Smoking ban: increase in price of cigarettes next, health experts say



The impact of the smoking ban implemented this week may be muted because the legislation was not accompanied by an increase in cigarette prices, experts say. Although the price of some cigarette packs already reflect a tax of between 30 and 45 per cent, this is still below average for the GCC. Tax data is provided by Tobacco Atalas (TA), a collaborative research effort by the American Cancer Society and the World Lung Foundation.

Studies released in 2007 by the US-based Centres for Disease Control found a strong correlation between cigarette prices and smoking prevalence, particularly among young smokers. According to these findings, every 10 per cent increase in the price of cigarettes corresponds with a seven per cent decrease in youth smoking rates. Tobacco tax policies in the EU and North America where a pack of cigarettes can cost Dh40 (US$11), more than the price of a fast food meal have relied on this measure to discourage smoking over the past decade.

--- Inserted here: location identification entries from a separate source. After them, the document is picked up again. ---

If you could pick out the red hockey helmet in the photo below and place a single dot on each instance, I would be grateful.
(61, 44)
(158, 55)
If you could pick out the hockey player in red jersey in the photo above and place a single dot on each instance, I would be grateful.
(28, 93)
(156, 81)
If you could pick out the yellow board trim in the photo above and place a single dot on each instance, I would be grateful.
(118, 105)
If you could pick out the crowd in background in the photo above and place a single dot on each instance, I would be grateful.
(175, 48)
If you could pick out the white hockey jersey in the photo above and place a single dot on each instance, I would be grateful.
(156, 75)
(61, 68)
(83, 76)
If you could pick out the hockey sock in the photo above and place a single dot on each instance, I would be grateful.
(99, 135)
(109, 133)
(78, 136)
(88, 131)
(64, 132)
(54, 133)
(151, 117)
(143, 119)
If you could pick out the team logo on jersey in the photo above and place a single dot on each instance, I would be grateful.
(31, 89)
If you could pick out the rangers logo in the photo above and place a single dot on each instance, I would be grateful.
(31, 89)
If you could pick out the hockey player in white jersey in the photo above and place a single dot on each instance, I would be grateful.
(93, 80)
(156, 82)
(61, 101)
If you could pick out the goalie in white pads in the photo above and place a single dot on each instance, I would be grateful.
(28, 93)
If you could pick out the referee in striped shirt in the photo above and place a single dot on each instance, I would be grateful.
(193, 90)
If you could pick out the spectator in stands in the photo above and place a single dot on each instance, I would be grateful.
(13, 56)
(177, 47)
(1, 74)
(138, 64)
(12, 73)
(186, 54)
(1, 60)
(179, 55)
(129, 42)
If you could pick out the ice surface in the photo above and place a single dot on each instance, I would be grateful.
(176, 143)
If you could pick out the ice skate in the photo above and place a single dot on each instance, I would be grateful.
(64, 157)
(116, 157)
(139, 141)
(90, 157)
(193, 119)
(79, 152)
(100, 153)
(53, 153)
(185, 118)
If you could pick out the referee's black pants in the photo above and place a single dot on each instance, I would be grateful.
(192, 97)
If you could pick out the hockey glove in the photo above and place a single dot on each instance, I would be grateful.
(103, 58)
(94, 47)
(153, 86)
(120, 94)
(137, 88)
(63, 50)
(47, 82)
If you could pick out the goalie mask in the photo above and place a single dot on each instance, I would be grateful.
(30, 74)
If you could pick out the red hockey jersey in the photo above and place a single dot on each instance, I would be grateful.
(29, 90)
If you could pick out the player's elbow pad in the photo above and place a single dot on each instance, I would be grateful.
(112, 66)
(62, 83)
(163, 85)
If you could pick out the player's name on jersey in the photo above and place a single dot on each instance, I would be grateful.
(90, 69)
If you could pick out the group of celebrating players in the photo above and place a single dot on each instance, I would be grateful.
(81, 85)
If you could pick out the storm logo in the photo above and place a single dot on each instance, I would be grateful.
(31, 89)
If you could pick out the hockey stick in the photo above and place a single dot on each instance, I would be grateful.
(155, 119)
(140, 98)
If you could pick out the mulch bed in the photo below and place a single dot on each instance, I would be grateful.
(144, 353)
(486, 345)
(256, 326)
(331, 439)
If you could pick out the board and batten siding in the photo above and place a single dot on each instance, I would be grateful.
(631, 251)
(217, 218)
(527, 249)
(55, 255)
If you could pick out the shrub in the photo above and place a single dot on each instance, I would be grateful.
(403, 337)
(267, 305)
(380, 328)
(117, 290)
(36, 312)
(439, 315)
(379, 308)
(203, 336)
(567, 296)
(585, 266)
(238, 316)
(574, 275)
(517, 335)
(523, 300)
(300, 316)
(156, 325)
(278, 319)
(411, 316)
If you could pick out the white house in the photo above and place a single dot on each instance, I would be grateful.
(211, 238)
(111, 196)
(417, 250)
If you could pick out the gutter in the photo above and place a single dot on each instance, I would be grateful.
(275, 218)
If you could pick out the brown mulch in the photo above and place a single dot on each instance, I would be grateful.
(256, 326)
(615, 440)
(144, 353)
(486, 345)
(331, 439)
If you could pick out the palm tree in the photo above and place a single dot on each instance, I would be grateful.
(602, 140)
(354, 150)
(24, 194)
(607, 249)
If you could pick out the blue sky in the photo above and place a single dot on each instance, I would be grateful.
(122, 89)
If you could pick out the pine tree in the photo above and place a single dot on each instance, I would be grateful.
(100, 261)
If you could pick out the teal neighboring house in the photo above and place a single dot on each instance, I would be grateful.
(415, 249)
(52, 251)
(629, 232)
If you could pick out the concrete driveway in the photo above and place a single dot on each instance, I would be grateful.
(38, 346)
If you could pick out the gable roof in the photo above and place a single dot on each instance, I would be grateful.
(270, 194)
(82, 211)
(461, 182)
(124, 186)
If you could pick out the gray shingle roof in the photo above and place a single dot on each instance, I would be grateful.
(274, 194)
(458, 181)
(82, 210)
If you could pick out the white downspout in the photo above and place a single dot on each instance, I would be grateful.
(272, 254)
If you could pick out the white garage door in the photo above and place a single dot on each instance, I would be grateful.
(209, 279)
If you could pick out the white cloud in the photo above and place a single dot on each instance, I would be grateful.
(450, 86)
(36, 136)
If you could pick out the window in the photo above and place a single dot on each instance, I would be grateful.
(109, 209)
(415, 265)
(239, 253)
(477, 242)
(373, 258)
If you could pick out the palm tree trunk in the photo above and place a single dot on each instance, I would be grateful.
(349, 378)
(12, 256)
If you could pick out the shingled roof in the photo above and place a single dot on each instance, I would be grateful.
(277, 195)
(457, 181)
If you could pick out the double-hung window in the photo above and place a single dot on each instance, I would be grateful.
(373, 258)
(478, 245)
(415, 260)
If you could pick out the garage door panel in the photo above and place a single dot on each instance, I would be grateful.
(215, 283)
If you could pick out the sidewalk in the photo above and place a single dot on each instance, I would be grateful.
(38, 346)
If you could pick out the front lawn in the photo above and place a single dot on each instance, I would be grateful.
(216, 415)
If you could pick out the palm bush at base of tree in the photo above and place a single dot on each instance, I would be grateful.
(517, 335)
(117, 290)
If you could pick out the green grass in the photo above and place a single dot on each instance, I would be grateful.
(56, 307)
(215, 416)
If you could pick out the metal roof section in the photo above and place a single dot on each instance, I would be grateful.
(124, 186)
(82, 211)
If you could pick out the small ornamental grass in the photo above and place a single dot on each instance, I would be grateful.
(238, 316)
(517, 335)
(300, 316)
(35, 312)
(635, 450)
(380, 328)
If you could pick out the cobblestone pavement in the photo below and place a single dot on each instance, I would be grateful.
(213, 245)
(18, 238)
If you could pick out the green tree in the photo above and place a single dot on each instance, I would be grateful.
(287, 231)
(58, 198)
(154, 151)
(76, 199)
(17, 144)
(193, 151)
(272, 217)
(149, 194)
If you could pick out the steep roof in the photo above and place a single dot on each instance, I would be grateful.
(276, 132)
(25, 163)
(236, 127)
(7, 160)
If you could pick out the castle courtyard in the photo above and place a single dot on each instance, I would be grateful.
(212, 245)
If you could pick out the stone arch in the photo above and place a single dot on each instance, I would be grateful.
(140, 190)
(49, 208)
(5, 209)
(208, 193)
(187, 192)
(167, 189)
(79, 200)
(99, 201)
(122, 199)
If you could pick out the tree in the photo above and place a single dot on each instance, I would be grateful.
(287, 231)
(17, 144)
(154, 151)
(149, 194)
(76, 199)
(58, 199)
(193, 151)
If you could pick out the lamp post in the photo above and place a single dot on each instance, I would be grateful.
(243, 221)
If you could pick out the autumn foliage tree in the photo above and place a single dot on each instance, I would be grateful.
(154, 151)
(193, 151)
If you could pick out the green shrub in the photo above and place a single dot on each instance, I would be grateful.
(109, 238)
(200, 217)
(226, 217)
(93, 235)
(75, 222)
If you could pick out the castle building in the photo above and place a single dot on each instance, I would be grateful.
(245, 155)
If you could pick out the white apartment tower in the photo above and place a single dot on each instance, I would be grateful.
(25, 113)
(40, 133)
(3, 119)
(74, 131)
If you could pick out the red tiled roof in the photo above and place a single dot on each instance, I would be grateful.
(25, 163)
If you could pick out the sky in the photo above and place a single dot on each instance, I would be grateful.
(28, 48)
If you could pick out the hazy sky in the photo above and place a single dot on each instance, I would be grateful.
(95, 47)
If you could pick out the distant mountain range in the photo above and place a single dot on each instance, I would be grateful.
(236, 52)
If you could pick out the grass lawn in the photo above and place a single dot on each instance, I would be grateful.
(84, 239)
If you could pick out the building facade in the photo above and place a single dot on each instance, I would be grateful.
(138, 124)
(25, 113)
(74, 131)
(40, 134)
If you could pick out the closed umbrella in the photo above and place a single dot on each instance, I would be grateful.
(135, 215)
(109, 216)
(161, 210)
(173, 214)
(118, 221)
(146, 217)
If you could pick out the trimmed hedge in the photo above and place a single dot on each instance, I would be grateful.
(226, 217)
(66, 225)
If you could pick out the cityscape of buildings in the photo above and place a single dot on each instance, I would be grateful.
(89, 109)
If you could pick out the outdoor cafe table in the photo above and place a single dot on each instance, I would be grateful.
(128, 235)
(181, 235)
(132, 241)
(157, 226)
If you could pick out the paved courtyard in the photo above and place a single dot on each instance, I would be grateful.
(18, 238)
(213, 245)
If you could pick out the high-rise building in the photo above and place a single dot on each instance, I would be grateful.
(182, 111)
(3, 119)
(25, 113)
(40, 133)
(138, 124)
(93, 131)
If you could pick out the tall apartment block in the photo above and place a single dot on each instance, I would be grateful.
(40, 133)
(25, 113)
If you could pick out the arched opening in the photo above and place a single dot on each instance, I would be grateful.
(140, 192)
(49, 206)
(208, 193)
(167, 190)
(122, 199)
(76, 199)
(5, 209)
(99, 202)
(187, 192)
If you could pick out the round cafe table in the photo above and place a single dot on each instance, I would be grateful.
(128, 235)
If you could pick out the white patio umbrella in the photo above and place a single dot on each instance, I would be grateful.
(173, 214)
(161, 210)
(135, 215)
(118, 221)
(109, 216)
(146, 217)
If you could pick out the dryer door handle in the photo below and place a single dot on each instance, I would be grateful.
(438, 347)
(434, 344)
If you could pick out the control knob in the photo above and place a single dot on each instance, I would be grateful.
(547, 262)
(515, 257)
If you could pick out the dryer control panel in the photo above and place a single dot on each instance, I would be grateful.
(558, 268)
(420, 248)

But in the UAE, the TA data indicate, the real price of cigarettes has dropped over the past decade. "I know for expatriates, if cigarettes were more expensive they would smoke less," said Dr Micheline Bombaert, a general practitioner at Al Hamra Centre in Abu Dhabi. According to a World Health Organisation report published in 2009, a sweeping ban on smoking in public places is only one in six steps to a comprehensive, country-wide anti-smoking policy.

Raising the price of tobacco products and reaching the young before they pick up a smoking habit are essential, it said. The UAE has some of the cheapest cigarettes in the region available for Dh2 per pack even cheaper than cigarettes in impoverished places such as Sudan and the Gaza Strip, according to the WHO. The average cost of a pack in the UAE is about Dh7. Some local experts say tobacco prices in the UAE should at least triple to discourage some smokers, even if for many young Emiratis price is not a factor.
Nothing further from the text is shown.